Seperti Peter Pan, beberapa sel tidak pernah tumbuh. Pada kanker, sel punca yang tidak berdiferensiasi dapat membantu tumor seperti glioblastoma menjadi lebih agresif daripada bentuk penyakit lainnya. Kelompok gen tertentu diharapkan membantu sel di sepanjang jalan menuju kedewasaan, meninggalkan “dasar” mudanya. Ini membutuhkan perubahan besar dalam microRNAome – dunia bahan non-coding kecil, yang dikenal sebagai microRNA, yang mengontrol di mana dan kapan gen dihidupkan dan dimatikan. Banyak microRNA yang menekan tumor; pada kanker, microRNAome terdistorsi dan terganggu. Pekerjaan terbaru oleh para peneliti di Brigham dan Rumah Sakit Wanita menunjukkan dengan tepat perubahan kritis dalam enzim yang dikenal sebagai DICER, yang menciptakan efek kaskade pada microRNAome ini. Tim mengidentifikasi aktor utama sekitar tahun 1982, RNA melingkar, dan RBM3, protein pengikat RNA, yang membentuk kompleks dengan DICER untuk menjebaknya dalam inti sel glioblastoma, sehingga mengganggu mikroRNAome sitoplasma. Temuan dipublikasikan di Kemajuan Sains.

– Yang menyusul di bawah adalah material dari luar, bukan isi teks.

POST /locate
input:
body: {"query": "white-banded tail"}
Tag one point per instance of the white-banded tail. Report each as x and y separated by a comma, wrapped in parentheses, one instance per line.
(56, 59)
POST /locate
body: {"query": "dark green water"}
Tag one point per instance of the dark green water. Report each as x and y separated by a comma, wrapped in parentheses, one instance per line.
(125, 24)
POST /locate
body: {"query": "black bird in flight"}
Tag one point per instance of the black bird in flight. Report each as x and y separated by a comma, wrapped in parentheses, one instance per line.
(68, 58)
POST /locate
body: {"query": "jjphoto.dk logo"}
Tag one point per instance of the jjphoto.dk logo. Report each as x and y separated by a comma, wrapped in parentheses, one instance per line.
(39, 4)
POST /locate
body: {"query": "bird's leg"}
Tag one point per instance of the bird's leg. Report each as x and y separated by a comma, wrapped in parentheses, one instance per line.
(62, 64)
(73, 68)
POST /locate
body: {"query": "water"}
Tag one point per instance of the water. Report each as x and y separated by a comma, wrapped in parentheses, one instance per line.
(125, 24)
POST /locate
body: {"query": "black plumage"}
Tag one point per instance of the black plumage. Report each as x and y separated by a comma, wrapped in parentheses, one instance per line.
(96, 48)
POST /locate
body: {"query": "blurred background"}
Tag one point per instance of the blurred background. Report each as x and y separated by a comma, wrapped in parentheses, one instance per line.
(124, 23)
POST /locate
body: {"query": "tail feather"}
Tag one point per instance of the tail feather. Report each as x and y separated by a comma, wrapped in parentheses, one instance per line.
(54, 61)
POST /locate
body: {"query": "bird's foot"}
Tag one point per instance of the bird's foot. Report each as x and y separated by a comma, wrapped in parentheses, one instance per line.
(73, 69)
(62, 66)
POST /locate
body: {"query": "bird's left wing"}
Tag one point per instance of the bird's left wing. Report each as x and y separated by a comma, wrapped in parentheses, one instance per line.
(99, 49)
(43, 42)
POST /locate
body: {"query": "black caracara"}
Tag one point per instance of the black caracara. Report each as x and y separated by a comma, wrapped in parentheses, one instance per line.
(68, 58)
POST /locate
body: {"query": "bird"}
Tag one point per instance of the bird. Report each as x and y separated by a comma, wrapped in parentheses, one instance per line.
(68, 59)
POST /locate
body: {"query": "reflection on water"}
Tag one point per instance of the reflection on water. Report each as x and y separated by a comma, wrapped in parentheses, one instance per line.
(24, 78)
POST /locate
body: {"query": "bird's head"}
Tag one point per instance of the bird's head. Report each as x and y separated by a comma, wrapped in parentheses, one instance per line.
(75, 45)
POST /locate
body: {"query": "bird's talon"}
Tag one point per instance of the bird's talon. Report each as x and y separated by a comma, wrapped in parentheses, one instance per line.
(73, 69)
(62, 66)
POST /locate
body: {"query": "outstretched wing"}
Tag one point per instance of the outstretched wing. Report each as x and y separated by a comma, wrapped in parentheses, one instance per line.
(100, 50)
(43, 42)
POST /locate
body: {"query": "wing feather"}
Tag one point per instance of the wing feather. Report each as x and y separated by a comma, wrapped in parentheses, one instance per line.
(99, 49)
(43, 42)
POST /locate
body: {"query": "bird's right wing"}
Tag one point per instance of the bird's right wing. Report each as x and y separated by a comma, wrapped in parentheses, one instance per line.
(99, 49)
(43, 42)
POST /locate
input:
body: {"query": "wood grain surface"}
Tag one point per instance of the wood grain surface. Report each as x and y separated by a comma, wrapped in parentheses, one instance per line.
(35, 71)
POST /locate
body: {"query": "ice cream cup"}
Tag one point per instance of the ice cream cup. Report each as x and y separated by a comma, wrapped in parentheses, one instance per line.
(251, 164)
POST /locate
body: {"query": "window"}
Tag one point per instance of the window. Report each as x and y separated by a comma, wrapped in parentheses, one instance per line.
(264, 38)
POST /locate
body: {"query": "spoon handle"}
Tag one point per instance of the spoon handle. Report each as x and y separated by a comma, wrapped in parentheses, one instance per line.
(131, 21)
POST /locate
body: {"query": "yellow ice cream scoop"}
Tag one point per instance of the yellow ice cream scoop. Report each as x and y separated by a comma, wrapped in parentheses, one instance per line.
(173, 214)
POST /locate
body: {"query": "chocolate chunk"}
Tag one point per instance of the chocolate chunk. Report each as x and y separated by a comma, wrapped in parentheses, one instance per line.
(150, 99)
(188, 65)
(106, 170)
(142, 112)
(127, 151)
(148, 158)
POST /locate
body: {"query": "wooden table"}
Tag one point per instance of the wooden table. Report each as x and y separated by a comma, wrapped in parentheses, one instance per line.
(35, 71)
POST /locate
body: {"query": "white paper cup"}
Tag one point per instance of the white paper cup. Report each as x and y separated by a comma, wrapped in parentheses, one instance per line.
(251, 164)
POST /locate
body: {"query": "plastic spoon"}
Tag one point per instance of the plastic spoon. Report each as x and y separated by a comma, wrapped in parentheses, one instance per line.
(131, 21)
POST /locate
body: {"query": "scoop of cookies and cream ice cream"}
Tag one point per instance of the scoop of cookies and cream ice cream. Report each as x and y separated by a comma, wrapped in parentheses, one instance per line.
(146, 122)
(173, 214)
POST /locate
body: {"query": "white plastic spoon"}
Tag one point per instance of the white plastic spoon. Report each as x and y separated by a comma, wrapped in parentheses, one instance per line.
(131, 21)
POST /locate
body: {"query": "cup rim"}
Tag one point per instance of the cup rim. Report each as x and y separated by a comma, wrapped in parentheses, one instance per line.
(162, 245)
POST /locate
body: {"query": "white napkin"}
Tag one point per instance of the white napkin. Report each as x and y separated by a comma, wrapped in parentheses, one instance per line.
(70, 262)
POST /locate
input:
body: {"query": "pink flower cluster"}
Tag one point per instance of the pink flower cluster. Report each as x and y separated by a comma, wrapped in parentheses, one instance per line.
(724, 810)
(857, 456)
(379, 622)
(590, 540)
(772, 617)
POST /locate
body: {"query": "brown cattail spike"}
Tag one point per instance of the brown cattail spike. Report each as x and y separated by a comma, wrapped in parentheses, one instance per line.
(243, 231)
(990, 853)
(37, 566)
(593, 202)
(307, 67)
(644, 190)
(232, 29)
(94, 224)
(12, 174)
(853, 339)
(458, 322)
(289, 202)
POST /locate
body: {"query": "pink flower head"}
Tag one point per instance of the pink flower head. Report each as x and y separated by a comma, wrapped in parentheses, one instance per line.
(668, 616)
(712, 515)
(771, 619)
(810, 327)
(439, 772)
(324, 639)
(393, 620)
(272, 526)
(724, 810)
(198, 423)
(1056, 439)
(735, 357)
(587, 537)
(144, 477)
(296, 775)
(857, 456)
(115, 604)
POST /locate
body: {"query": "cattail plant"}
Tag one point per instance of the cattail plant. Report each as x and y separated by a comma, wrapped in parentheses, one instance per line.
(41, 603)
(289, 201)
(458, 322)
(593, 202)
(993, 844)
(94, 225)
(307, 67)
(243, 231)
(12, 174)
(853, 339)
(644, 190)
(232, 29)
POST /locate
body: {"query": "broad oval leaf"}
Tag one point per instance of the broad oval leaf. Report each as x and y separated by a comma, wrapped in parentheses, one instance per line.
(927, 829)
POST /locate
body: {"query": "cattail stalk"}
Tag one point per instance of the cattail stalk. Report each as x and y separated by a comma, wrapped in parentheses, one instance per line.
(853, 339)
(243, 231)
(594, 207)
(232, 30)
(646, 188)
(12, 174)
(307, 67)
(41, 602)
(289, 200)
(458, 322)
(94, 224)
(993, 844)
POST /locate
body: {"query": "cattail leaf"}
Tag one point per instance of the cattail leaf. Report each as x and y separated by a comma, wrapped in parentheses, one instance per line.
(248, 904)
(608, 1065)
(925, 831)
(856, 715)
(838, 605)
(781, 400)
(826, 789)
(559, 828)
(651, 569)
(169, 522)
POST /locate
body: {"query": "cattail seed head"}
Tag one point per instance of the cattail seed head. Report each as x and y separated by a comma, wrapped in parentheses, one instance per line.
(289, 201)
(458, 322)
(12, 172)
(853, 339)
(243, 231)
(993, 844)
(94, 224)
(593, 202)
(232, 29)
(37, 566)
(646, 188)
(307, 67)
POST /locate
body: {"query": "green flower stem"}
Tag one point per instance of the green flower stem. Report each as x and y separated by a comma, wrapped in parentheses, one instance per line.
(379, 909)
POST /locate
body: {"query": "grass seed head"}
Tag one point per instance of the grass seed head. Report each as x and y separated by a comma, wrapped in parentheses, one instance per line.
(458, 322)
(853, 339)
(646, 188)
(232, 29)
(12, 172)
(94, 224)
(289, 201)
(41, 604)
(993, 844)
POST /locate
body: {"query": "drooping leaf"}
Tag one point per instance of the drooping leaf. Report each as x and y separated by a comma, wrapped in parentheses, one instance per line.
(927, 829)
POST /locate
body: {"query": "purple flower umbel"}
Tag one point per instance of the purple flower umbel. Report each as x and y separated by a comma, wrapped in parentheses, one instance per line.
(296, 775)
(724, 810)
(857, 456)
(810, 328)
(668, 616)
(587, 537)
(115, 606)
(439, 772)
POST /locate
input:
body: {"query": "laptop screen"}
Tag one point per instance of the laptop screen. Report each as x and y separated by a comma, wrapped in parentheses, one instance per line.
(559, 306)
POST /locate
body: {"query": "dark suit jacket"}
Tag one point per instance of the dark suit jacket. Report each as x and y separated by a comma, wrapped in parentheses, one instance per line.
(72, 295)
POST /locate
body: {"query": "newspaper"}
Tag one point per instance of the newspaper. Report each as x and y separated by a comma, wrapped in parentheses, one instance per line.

“Kami selalu berusaha menemukan peluru ajaib untuk melawan kanker. Masalah dengan peluru ajaib itu hanya akan mengenai beberapa sel tumor, karena sel tumor lain tidak memiliki target itu. Kami sedang mencari kesamaan. kerentanan – hal umum apa yang dapat kami targetkan? ” kata Antonio Chiocca, MD, PhD, ketua Departemen Bedah Saraf Brigham. “Dengan penemuan ini, kami dapat menargetkan sesuatu yang jauh: target yang sangat umum di tingkat epigenetik.”

Penelitian sebelumnya menunjukkan jumlah microRNA yang diekspresikan dalam sel kanker menjadi rendah jika dibandingkan dengan sel non-kanker. Dalam menanggapi pengamatan ini, peneliti utama Jakub Godlewski, PhD, dan Agnieszka Bronisz, PhD, keduanya sebelumnya di Brigham dan sekarang berbasis di Pusat Penelitian Medis Mossakowski dari Akademi Ilmu Pengetahuan Polandia, Warsawa, Polandia, memimpin tim yang menentukan tidak adanya Enzim DICER kemungkinan menjadi penyebab penipisan mikroRNA sitoplasma ini. Tim menemukan DICER terperangkap di nukleus oleh interaksi represif dengan RBM3 dan circ2082.

Untuk mengkarakterisasi aktor baru ini, para peneliti menggunakan sel glioblastoma yang diturunkan dari pasien, yang memungkinkan mereka untuk mempelajari hasil yang secara genetik dan fenotip mirip dengan hasil nyata pasien. Sel-sel dipelajari baik secara in vitro dan in vivo melalui implantasi ke dalam otak tikus percobaan. Tingkat ekspresi microRNA pada tikus ini mengubah tingkat kelangsungan hidupnya. Jika sekitar tahun 1982 dihancurkan, kompleks DICER nuklir di tahun 1982, DICER, dan RBM3 terganggu, lebih banyak mikroRNA hadir di sitoplasma, dan hasil kelangsungan hidup jauh lebih besar. Pada tikus yang tumornya telah roboh sekitar tahun 1982 ini, kematian karena tumorigenesis tidak pernah terjadi, sedangkan tikus non-knockdown mereka semuanya mengalami kematian karena tumorigenesis.

Efek hilir dari ekspresi circ2082 ini juga sangat mempengaruhi morbiditas pada pasien manusia yang jaringannya dianalisis secara retrospektif. Pasien dengan tanda tangan yang tergantung pada tahun 1982 yang kurang diekspresikan secara luas memiliki rentang hidup yang lebih lama secara keseluruhan setelah diagnosis kanker.

“Menargetkan proliferator tumor hulu ini berpotensi mengubah lanskap pengobatan kanker secara dramatis,” kata Chiocca. “Kami menantikan terjemahan klinis dari penelitian ini saat kami mencari inhibitor yang tepat.”

Sumber Cerita:

Materi disediakan oleh Rumah Sakit Brigham dan Wanita. Catatan: Konten dapat diedit gaya dan panjangnya.